The first time I saw Carnival of Souls was at a revival house in Soho. When we left the theater, the streets seemed discolored. The lingering psychological effects of the danse macabre displaced the concrete with cobble stones and red bricks, yellowed with age as they fought their way out of the black and white netherworld of Mary Henry.
Candace Hilligoss plays Mary Henry with a mix of repulsion, fascination and a groundswell of sexual tenstion. She’s jaded. She’s faded. She is soulless and carefree. Hilligoss, who would star in the reading-of-a-will-in-a-creepy-mansion movie The Curse of the Living Corpse in 1964, unhinges herself from within to become one of the living dead.

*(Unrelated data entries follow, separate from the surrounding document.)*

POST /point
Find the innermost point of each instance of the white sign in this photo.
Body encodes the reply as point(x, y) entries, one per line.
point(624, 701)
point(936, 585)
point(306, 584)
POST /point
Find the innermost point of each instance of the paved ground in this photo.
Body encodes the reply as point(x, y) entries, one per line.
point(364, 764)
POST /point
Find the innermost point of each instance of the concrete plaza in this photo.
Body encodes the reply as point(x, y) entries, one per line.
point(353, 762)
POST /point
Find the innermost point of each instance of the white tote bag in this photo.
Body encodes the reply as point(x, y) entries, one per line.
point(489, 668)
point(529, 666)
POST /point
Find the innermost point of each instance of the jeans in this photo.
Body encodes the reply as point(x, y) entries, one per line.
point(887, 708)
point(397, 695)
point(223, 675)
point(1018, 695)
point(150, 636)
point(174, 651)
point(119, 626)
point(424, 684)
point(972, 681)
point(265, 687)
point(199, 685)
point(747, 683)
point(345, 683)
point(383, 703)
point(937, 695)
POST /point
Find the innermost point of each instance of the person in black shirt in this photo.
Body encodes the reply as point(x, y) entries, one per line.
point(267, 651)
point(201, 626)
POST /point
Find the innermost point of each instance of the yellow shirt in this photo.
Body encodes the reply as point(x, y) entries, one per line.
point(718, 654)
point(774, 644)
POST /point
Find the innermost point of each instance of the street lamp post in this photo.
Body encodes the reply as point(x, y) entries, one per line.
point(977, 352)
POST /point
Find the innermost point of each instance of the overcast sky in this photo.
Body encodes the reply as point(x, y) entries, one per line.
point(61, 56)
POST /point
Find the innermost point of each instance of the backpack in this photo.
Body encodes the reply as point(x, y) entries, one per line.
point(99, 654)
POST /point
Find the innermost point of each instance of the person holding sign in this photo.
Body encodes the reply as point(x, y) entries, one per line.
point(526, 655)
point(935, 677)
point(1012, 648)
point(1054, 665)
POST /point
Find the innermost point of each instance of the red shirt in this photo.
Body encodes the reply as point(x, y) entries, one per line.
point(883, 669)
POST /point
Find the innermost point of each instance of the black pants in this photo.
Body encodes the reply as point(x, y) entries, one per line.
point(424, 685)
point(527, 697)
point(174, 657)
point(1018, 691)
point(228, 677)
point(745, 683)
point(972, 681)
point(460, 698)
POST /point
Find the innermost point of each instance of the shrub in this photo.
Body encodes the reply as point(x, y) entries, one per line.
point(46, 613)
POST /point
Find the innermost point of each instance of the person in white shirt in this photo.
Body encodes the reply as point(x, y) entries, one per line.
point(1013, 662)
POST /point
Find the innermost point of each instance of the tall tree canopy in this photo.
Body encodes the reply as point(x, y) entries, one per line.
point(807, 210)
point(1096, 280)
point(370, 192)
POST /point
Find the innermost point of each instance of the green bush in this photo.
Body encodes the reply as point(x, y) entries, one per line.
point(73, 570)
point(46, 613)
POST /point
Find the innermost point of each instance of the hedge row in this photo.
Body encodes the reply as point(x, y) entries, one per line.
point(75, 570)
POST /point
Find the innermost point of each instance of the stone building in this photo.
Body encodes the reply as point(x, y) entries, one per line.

As the arches of the bridge that the car went over merges with the arches of the church where she will be playing organ, professionally, for money and everything, a darkness creeps into Hilligoss’s eyes. She crawled out of those muddy waters in front of the search party and didn’t even ask what happened to her hot-rodding friends. Something is missing. But Hilligoss plays it ambiguously. It might have been missing all along. But at least she doesn’t lose her sense of humor. The first nod to the surreal comes when Mary Henry tries to turn off the movie theme music by changing the station on her car radio.
Music means a lot to Mary Henry. Even though you get a sense that nothing means much to her. But as she auditions for the organist position at the church, you see Mary Henry get lost in the music before she gets lost in the place between worlds. The spiritual chords give way to a sexy decadent carnival waltz and Mary starts to get an organ orgasm. Even the reverend gets too hot under the collar, throwing her out of the house of the lord like he’s casting out a demon harlot.
Mary is adrift in the purgatory of an ordinary town in Utah. The dusty desolation of the small town streets mirror Mary’s emotional and physical detachment, as she becomes emotionally and spiritually dead. The only thing that can still stir her soul is shopping. Oh and Merry-Go-Rounds. The woman is turned on by carousels and corpses. Much more than she is by Mr. Linden (Sidney Berger), the horny dweeb who is the only other tenant in the boarding house, run by the pleasantly feisty actress Frances Feist.
Carnival of Souls was made in 1962 in Lawrence, Kansas, on a shoestring budget that was mainly spent on gas. The car that goes over the bridge in the beginning? They had to fish that out of the water the same day to drive home. The director, Herk Harvey, did double duty as the ghost who tailgates Mary to Utah.
Carnival of Souls is equal parts Twilight Zone, Blue Velvet and The Night of the Living Dead, the supernatural parade in the middle of everyday life. It doesn’t have much in the way of special effects, some makeup and wavy lines straight out of The Outer Limits. It is brought together in nightmarish black and white and subtle acting. It gets under your skin, into your brain and becomes more frightening as you remember it back.